I have a friend who is now 57. He joined a company when he graduated from university and never worked anywhere else. Now the company is shutting down. He's been there over 30 years. Some people are holding that against him, a little, because he doesn't know how things are done in other companies, doesn't have a wide range of experiences. So I'm not going to say that nobody will ever think less of you for staying with one company for a long time.
But 3-5 years is not that length of time.

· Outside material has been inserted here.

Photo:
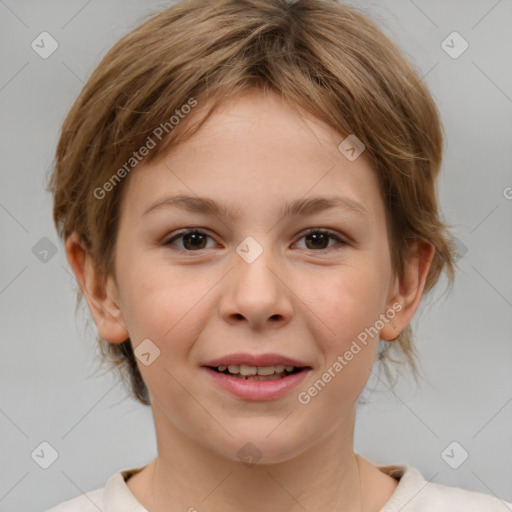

What's really more important than optics is reality. If staying with this company is easy and comfortable and doesn't challenge you, that's fine. You just need to understand that easy, comfortable, and nonchallenging is a choice. Leaving to go to a different company where you have to learn new things, prove yourself all over again, and start fresh with new people is another option. It may be very rewarding: you may rise faster throughout your career by being the person who's never satisfied, always learning, always pushing yourself to do more and be more. Or, it may be a treadmill of competition and offbalance "adjustment periods" where you're always telling yourself that things will settle down soon but they never do. It could go either way. And over a 10 or 20 or 30 year period, you can choose to be, or realize you are being:
- the one who stays put and stays comfortable
- the one who always reaches for new heights, then for still higher ones
- the one who is never at home, never really leading or contributing, always moving on
When I look at hiring someone with 20 years of experience I want to know which of those you are now (it can change over time of course.) So more than worrying about what people will think of you for not changing jobs, or for changing jobs, let me ask you: which of those three people do you want to be? Once you know that, you can start being that person and ensuring that your optics also reflect that you are that person.